I find it unsettling then, that since this started, media types have either ignored them or called them delusional. People on Facebook and neighbourhood WhatsApp groups share ‘Stop 5G’ links weekly and it doesn’t matter that one of the most prolific posters is an engineer; they’re ‘technophobes’, according to The Sun. Nor does it matter that those same WhatsApp groups contain the people mobilising food collections for NHS workers; they’re ‘crackpots’, according to the digital minister.

We should have learned our lessons about complacency and sneering at people during the Brexit referendum.

In the advertising industry, we see it one way, that 5G is a good and helpful thing; The latency! The haptic feedback! we exclaim excitedly in innovation workshops. Of course it has nothing to do with coronavirus. People with a different opinion? Well, they’re just idiots.

We should have learned our lessons about complacency and sneering at people during the Brexit referendum. As the Leave votes poured in that summer four years ago, La Croisette was shaking. Adland couldn’t comprehend what people outside the M25 were feeling, because it had dismissed them as stupid. Yet, here we are now, falling into a similar trap in our attitudes to others.  

Like Brexit, this pandemic is a petri dish. Fear and uncertainty create the perfect conditions for conspiracies. Authorities can’t be trusted. Misinformation multiplies. Facts alone, no matter how comprehensively written, can’t defeat emotion. 

Psychologist Professor Stephan Lewandowsky points out that actual conspiracies do exist.

In his introduction to the recently published The Conspiracy Theory Handbook, psychologist Professor Stephan Lewandowsky points out that actual conspiracies do exist. Like how the tobacco industry deceived the public about the harmful health effects of smoking. Perhaps it’s crazier to think that brands and advertising execs should be trusted than it is to think that the world is run by lizards.

So, what to do?

Above: The surprise result, to many at least, of the Brexit referendum should have taught the industry about being complacent.

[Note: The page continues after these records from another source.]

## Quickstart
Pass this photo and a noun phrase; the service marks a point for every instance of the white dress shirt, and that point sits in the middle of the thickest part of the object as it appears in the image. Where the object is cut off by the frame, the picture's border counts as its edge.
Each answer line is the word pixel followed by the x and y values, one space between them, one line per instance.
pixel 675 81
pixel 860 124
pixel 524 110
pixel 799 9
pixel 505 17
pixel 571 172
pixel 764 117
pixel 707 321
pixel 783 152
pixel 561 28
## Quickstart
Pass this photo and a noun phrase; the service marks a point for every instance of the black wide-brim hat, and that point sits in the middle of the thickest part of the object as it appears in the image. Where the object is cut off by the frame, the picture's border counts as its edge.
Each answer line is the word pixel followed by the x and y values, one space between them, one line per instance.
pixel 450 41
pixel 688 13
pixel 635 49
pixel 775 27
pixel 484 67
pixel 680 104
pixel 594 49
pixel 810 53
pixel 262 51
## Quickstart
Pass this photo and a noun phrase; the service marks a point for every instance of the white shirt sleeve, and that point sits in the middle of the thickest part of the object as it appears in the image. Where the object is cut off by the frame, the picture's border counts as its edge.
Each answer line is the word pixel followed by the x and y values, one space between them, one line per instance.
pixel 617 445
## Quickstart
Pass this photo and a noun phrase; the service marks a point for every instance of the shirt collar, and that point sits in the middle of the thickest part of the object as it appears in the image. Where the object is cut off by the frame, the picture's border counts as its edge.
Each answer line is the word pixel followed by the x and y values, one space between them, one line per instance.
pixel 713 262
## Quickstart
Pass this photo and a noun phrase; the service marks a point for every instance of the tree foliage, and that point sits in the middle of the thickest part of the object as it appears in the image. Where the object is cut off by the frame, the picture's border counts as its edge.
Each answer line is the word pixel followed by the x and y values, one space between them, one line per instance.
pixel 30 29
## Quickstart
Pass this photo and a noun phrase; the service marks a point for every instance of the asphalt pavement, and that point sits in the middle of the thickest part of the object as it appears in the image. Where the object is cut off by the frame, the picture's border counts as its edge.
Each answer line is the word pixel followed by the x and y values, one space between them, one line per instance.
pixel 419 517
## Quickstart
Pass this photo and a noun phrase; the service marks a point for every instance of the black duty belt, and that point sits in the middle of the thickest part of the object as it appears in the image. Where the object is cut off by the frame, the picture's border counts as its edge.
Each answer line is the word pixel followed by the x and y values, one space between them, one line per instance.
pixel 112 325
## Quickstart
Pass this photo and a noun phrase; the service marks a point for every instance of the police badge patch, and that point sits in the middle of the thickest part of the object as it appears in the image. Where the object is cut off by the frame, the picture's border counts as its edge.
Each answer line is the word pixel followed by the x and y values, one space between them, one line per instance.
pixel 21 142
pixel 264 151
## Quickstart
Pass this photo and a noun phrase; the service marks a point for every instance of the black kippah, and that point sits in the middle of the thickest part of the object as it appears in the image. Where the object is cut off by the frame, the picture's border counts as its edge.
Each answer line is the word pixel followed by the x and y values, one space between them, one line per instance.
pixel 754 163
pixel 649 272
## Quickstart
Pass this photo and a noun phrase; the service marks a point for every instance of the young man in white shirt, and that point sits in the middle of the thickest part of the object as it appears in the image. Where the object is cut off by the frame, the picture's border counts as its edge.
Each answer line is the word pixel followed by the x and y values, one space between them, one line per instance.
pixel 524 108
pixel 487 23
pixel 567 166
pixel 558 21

Public interest groups have piled pressure on the likes of Facebook and Google to quash the 5G fake news, and the platforms have delivered. Go to Van Kerckhoven’s original video now, and you’ll see a black takedown notice. I commend the effort, but if we’re trying to stop people from drawing comparisons between coronavirus content and the Chinese government, I’m not sure that censorship is the way forward.

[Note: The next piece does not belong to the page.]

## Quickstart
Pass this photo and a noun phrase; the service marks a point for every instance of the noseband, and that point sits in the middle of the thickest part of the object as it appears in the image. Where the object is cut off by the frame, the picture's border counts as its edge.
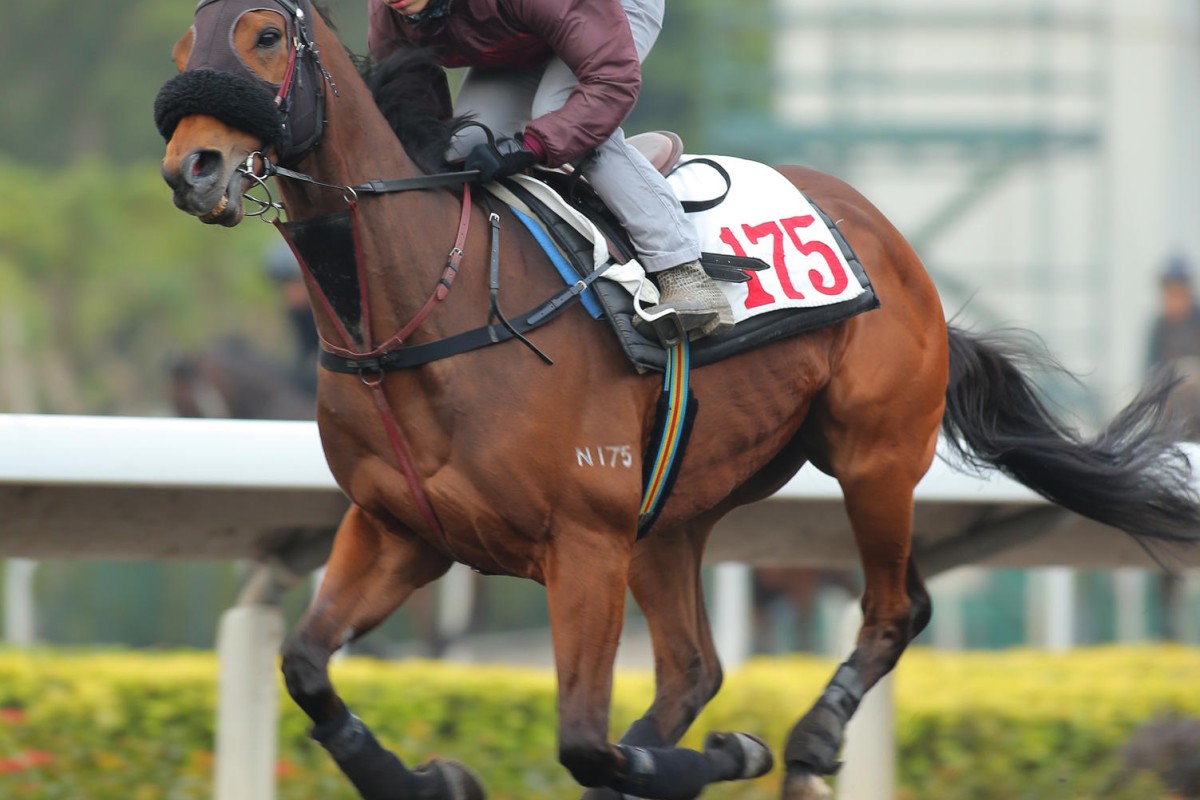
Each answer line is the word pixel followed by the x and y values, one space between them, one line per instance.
pixel 288 116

We don’t change people’s minds by being snide. And we won’t be able to fix much if we refuse to understand where people are coming from.

A good start would be to listen to the thoughts and fears of real people with a bit more empathy. As an industry, we talk a good game about the societal problems we can fix and the minds we can change. We don’t change people’s minds by being snide. And we won’t be able to fix much if we refuse to understand where people are coming from. 5G fears might blow over the way worries about 3G brain-frying potential did, but what about the next challenge? The climate crisis is looking at us, panicked.

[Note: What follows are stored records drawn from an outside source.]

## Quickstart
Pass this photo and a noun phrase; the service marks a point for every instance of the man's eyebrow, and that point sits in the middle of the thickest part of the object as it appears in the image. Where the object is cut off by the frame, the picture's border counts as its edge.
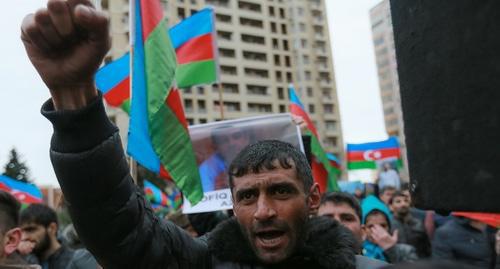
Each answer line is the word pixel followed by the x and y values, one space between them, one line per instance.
pixel 244 190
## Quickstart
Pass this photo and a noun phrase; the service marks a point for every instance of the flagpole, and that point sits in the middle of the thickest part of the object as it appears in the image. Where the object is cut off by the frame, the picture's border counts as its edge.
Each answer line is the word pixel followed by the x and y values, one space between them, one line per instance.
pixel 132 162
pixel 221 101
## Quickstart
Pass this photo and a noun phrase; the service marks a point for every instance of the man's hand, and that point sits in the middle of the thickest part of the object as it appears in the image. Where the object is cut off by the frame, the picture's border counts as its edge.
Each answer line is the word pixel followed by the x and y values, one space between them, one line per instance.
pixel 66 43
pixel 382 238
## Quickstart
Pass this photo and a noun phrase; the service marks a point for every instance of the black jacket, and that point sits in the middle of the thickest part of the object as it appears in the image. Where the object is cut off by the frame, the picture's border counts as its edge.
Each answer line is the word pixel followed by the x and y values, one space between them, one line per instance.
pixel 458 240
pixel 113 221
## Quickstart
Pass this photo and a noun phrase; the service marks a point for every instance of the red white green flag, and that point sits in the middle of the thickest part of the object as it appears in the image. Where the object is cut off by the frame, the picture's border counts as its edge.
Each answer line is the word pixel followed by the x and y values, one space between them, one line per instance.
pixel 368 155
pixel 324 173
pixel 158 134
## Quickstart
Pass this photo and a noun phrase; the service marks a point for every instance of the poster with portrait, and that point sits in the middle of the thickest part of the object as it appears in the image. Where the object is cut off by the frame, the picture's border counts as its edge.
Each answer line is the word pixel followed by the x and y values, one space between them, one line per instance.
pixel 217 143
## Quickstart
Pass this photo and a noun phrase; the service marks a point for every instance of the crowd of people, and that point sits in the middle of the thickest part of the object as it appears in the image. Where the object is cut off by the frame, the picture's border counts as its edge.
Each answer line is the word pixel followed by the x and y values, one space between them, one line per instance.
pixel 279 218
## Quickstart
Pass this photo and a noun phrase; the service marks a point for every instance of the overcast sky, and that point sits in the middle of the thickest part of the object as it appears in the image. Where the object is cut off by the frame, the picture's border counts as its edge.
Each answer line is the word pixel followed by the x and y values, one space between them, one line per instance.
pixel 22 93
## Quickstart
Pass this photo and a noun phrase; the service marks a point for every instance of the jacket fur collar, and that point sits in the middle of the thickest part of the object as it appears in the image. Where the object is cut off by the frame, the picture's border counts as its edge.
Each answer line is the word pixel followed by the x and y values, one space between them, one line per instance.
pixel 327 244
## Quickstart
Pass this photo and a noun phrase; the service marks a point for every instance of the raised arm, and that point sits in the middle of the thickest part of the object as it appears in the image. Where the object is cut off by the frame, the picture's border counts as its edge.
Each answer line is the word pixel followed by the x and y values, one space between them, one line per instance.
pixel 66 43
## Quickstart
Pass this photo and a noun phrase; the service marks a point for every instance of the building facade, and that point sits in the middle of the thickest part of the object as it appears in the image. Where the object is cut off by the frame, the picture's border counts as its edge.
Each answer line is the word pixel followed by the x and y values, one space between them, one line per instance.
pixel 264 45
pixel 385 56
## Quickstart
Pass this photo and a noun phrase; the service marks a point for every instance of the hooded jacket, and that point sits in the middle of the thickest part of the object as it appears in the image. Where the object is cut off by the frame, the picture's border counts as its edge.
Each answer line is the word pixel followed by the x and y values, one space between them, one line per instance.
pixel 395 254
pixel 118 227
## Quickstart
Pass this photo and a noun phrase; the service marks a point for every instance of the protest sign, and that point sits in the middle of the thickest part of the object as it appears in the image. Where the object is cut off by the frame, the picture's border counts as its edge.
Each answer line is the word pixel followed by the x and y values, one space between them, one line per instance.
pixel 216 144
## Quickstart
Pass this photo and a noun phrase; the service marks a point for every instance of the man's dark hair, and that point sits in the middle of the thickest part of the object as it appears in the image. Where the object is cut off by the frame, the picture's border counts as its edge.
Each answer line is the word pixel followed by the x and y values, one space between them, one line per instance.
pixel 396 194
pixel 342 198
pixel 387 188
pixel 262 155
pixel 38 214
pixel 378 212
pixel 9 212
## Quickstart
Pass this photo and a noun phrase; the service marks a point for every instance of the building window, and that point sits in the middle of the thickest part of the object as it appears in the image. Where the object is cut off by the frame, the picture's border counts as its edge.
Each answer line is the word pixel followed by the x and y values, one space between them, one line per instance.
pixel 249 6
pixel 188 105
pixel 287 61
pixel 285 44
pixel 255 107
pixel 256 90
pixel 223 18
pixel 253 39
pixel 251 23
pixel 331 125
pixel 311 109
pixel 273 27
pixel 282 13
pixel 328 108
pixel 201 106
pixel 228 70
pixel 271 11
pixel 181 13
pixel 309 92
pixel 255 56
pixel 283 28
pixel 224 35
pixel 282 109
pixel 277 60
pixel 281 93
pixel 258 73
pixel 226 88
pixel 229 53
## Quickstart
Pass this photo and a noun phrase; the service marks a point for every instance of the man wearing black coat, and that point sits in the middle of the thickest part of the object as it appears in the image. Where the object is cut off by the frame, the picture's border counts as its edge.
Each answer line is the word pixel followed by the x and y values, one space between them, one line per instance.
pixel 271 182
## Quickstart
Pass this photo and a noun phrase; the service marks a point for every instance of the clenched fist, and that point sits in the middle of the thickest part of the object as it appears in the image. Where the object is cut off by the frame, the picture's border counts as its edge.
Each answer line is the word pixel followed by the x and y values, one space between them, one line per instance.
pixel 66 42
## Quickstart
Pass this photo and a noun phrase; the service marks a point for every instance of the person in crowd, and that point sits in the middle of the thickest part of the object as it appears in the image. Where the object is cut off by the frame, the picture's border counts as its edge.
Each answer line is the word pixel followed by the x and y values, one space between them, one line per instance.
pixel 182 220
pixel 464 240
pixel 228 141
pixel 411 231
pixel 388 177
pixel 39 226
pixel 380 243
pixel 386 193
pixel 271 182
pixel 344 208
pixel 10 233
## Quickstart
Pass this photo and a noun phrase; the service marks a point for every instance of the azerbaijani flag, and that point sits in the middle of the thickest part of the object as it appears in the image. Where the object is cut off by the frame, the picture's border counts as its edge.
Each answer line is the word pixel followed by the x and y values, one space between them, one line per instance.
pixel 155 195
pixel 323 172
pixel 24 192
pixel 158 133
pixel 194 41
pixel 113 80
pixel 366 155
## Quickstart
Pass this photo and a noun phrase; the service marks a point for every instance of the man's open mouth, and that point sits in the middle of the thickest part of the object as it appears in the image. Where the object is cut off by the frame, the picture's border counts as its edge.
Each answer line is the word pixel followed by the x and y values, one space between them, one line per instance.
pixel 270 239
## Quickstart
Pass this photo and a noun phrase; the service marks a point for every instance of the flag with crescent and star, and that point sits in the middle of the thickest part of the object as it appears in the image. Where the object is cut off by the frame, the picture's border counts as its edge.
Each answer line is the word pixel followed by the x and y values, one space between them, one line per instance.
pixel 368 155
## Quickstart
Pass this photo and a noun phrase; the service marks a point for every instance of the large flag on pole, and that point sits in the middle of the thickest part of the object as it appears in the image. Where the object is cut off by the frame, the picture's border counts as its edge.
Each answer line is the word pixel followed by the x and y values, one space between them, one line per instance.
pixel 367 155
pixel 194 41
pixel 24 192
pixel 113 80
pixel 158 134
pixel 323 172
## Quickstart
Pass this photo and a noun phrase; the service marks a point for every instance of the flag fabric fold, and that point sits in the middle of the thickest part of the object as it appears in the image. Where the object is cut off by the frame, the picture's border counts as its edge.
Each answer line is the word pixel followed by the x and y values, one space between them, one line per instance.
pixel 323 172
pixel 158 136
pixel 366 155
pixel 194 41
pixel 24 192
pixel 113 80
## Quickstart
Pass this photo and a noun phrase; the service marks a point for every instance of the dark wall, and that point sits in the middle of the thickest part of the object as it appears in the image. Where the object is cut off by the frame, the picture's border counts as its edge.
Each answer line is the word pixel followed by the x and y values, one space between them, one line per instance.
pixel 449 72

Undoing self-righteousness is hard, but it’s the work we need to do.

I’m not the first person to call for more empathy (Reach Solutions’ Empathy Delusion did a brilliant job of reminding us of how far off we are), and it’s not something that comes easy. Undoing self-righteousness is hard, but it’s the work we need to do if we want people to buy our products or adopt our big ideas. People deserve our attention and respect, no matter how inconvenient their beliefs.

Solving big problems relies on us opening our minds and hearts to people who are different to us. If that fails, then I guess we could just build a massive lasagne.